Frequently Asked Questions by MS1s and MS2s
Neurosurgery is one of the most competitive surgical subspecialties. A very strong performance on Step I of the USMLE is essential to be competitive. Programs are most interested in students who have demonstrated a strong interest and commitment to the field through clinical exposure and research. Work with and develop a relationship with the local Neurosurgical practice. Review the websites of professional organizations. Work with your senior medical students and recent alumni in Neurosurgery residency.
Neurosurgery is a very competitive specialty and while research experience is not required it would certainly strengthen your application. Most importantly do a research project that you find highly interesting and are eager to engage with. Your preclinical years are a great time to get started with a research project. It is generally preferable to have completed one or two comprehensive projects where you had significant involvement rather than multiple projects where you were only minimally involved.
Talk to your mentors and Dr. McEchron as he can help guide you to find a good “fit” depending on your interests. Work with your peers, recent graduates, Residents and Fellows as well as NSG faculty and express your interest in getting involved.
A strong academic foundation and strong performance on Step I is your most important priority. If you can successfully add volunteer work or other extracurricular activities and maintain a healthy balance with your academics then it is highly recommended. Volunteering will make you more well-rounded and better informed to make a career decision while gaining valuable experience and serving the local community.
Frequently Asked Questions by MS3s and MS4s
Most students start thinking about letters toward the end of 3rd year and beginning of 4th year. We recommend doing your Surgery Sub-Internship and away rotations early in Blocks 1-5 of your 4th year to facilitate developing professional relationships and obtaining letters of recommendation along the way. Your Career Advisor and Specialty Advisor can provide you a more specific recommendation of the number and type of letters based upon your individual circumstances and competitiveness.
You should have your CV updated and your personal statement available for reference. If you are asking for a LOR during your Sub-I or away rotation, consider asking for it about three weeks into the rotation from a faculty member who you have worked very well with. Even better if you have developed that relationship with the Department Chair or Program Director. When asking for a Letter of Recommendation it is ideal to do it in person. It is appropriate to ask specifically if they would be willing to write you a “strong letter of recommendation”. Please thank you letter writers for their effort.

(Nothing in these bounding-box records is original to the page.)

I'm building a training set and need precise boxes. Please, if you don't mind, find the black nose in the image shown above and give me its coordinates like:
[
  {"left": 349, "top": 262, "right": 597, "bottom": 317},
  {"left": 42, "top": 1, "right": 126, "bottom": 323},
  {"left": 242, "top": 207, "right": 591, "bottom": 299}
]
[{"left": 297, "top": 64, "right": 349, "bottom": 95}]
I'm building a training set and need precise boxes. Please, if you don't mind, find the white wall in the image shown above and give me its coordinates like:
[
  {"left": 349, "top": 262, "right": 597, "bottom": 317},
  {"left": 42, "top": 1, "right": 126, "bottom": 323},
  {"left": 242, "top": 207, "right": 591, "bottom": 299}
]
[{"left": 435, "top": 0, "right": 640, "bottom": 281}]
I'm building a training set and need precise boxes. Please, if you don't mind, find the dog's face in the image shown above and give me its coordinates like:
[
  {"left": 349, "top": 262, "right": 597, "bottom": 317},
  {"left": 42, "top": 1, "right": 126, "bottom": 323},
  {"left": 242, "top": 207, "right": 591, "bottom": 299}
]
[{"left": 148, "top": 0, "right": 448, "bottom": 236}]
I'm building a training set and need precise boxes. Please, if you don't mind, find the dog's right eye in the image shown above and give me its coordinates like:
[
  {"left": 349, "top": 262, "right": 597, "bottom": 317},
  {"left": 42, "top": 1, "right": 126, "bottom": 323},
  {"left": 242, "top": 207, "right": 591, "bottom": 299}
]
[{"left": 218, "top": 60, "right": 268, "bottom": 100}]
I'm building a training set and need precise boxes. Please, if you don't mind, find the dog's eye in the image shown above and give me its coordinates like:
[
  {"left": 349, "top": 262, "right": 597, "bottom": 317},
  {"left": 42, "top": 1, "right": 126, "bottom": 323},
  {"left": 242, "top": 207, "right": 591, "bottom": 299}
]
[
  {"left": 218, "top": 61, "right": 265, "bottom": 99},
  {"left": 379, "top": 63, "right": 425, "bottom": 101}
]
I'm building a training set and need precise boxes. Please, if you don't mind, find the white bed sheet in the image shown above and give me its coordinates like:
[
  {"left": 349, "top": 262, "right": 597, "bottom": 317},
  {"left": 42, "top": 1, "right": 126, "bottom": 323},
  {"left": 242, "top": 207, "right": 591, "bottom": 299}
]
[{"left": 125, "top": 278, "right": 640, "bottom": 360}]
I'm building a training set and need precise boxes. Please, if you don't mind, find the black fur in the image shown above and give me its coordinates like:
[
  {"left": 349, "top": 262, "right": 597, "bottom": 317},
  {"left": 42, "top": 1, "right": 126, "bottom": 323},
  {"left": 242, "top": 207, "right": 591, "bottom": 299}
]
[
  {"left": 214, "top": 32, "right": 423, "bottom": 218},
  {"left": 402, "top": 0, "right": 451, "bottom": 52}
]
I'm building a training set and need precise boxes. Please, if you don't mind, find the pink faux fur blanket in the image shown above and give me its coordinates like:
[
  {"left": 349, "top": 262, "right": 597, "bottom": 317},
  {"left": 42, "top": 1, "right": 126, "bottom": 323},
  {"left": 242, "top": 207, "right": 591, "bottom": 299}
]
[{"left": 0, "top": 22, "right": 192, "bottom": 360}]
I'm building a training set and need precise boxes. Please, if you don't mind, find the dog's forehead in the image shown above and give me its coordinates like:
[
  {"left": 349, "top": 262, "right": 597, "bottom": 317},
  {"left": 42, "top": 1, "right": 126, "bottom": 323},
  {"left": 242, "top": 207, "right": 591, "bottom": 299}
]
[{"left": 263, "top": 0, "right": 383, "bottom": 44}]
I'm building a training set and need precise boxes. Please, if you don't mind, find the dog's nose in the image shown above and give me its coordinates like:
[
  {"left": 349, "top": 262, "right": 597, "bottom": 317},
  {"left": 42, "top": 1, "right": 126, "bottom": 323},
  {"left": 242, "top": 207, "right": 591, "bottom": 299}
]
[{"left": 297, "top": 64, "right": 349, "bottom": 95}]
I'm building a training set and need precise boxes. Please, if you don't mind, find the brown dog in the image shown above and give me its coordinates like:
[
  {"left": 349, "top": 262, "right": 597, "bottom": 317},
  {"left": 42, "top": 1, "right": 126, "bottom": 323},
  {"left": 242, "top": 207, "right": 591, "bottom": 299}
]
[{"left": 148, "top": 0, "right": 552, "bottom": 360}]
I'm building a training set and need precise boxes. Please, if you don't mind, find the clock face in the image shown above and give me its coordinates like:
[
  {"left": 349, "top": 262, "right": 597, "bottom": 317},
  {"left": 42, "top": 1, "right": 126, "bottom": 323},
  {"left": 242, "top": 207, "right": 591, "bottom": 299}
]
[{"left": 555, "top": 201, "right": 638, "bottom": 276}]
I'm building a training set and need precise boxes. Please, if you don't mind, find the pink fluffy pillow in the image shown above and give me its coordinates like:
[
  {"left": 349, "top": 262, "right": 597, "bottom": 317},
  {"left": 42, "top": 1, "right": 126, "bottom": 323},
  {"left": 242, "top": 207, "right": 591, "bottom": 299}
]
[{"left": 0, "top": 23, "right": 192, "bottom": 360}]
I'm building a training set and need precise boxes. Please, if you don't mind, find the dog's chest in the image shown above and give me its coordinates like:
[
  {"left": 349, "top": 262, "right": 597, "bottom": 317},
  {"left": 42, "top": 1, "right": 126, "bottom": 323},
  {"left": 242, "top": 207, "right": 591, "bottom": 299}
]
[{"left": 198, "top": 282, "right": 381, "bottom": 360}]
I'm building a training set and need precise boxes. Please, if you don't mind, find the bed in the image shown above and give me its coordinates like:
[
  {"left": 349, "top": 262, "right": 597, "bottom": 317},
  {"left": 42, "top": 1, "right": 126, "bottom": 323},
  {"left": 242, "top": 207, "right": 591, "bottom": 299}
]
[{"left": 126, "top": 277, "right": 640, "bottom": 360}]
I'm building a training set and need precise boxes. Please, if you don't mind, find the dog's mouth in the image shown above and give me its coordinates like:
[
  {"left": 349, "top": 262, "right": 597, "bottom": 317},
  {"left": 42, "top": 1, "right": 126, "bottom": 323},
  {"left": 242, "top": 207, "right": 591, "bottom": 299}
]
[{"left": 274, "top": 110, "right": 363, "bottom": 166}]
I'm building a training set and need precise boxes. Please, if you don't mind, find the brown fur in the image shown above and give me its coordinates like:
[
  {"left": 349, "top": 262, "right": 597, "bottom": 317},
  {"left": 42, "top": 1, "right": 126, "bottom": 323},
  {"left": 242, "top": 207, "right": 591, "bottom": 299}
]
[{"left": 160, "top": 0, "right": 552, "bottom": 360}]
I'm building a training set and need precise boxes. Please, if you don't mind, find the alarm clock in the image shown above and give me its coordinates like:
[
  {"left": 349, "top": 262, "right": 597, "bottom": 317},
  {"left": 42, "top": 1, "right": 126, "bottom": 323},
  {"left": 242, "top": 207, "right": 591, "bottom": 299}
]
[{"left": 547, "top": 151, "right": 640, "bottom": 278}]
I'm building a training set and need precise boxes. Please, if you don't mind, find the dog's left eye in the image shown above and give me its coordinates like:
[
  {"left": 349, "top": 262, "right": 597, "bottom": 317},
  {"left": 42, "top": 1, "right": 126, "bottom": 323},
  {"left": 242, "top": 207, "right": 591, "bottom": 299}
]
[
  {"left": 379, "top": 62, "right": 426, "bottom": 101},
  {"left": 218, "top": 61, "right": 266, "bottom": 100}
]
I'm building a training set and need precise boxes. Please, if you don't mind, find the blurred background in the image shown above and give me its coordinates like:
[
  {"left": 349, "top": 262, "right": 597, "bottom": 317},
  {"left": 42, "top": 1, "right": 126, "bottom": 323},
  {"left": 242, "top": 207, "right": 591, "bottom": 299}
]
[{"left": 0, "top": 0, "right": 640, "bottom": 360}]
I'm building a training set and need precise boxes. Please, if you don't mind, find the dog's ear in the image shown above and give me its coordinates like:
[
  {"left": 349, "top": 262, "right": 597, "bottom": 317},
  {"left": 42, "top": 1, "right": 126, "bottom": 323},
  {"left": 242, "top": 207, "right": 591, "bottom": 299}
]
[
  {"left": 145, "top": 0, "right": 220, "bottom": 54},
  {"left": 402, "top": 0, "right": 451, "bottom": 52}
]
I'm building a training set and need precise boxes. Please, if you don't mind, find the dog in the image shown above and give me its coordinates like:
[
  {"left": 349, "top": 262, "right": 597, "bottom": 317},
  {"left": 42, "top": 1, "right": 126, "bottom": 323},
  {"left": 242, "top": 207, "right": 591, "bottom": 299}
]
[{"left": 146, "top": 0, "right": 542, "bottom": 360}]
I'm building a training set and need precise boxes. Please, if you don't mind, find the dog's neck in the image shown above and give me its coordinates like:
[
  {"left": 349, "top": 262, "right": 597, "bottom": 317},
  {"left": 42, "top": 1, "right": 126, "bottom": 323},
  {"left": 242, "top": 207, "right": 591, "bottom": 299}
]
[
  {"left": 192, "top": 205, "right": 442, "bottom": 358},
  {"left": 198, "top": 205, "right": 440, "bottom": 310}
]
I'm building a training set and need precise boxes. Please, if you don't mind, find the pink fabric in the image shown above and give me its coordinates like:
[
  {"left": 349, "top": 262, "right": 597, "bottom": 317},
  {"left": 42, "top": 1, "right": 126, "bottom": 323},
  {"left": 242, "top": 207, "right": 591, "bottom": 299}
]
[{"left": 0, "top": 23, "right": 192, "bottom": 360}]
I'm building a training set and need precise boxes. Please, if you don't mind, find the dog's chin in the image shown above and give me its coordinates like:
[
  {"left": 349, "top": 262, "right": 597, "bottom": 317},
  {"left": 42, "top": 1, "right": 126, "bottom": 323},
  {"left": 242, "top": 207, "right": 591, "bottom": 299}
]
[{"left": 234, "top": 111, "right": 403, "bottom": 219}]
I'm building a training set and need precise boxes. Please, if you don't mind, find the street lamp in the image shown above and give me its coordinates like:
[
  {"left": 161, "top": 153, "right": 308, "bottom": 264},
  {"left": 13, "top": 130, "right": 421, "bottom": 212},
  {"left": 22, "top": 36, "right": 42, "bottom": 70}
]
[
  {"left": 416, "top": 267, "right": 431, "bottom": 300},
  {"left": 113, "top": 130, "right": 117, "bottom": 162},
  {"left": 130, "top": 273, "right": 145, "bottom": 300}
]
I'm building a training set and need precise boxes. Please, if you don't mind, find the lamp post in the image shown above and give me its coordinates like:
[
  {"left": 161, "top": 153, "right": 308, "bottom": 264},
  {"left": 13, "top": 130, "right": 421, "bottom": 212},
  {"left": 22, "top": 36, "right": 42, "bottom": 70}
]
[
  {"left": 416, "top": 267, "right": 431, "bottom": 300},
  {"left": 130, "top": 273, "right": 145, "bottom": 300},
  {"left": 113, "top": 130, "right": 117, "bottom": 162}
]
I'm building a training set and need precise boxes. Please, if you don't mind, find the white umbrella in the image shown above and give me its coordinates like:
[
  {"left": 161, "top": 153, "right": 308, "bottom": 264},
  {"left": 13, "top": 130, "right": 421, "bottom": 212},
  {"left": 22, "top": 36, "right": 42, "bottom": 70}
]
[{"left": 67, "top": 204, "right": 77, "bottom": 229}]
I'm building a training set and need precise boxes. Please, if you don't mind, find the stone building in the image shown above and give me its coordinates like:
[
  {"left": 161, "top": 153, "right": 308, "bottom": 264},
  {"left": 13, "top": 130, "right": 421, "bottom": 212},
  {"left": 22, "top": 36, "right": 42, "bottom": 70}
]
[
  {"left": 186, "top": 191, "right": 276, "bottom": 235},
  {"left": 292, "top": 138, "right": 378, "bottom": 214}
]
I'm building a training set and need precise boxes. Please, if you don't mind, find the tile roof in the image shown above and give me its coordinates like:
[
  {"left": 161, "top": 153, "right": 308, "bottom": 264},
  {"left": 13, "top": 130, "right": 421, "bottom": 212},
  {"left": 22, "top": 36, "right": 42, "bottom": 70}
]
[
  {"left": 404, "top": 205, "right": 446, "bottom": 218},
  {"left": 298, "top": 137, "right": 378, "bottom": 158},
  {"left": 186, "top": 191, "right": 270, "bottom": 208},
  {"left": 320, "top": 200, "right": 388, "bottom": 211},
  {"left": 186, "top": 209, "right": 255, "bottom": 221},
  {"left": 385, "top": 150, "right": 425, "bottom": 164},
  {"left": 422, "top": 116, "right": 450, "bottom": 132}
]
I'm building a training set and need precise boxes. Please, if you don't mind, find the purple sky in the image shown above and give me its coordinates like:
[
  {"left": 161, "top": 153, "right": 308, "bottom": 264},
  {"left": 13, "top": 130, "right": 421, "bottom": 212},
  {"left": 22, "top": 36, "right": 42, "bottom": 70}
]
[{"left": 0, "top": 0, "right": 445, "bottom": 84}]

You are allowed to submit up to 4 letters in ERAS. We recommend including letters from faculty that know you well from your Sub-I and away rotations and from faculty that support other aspects of your application. This could include your SP mentor, MPH or Certificate of Distinction programs you are a part of and from a research mentor you have worked closely with.
Yes, depending on specialty, all LORs do not have to be from the field you are applying to residency in. It is recommended that most of your letters come from Neurosurgical attendings with whom you worked with during your rotations. A good combination of letters might be: Department Chair, two attendings, and one research mentor (if you worked closely together and have a good working relationship). That said, only ask people who are willing to write you a strong recommendation!
A Department Chair Letter may be required for some NSG programs. Please check the individual program websites for more specific expectations.
In addition to your 4th year Surgery Sub-I rotation, away rotations in Neurosurgery are strongly recommended. Some of the benefits of doing an away rotation include networking, increasing the number of interview invitations you’re likely to receive, and figuring out what you’re looking for in a residency program. Neurosurgery is a small community and many Department Chairs and Program Directors know each other and having an endorsement from faculty from your away rotations can make a very positive impact on your application. We recommend working closely with your Career Advisor and Specialty Advisor to help with this decision.
Information Specific for Neurosurgery
Neurosurgery is one of the most competitive residencies currently. Typically, the residency is 7 years. Both categorical and advanced positions are available. There are over 100 Neurosurgery training programs in the U.S. The residency often involves dedicated years of research in Neurosurgery. Neurosurgical training typically involves rotations and immersion in cerebrovascular disorders, brain tumors, epilepsy, neurotrauma, movement disorders, pediatric neurologic disorders, neurocritical care, peripheral pain, radiosurgery, and spinal disorders. Training programs typically offer 1-3 positions/year. For medical students, Step 1 scores typically are quite high, and research activity should be robust. A career as a neurosurgeon is challenging and fulfilling.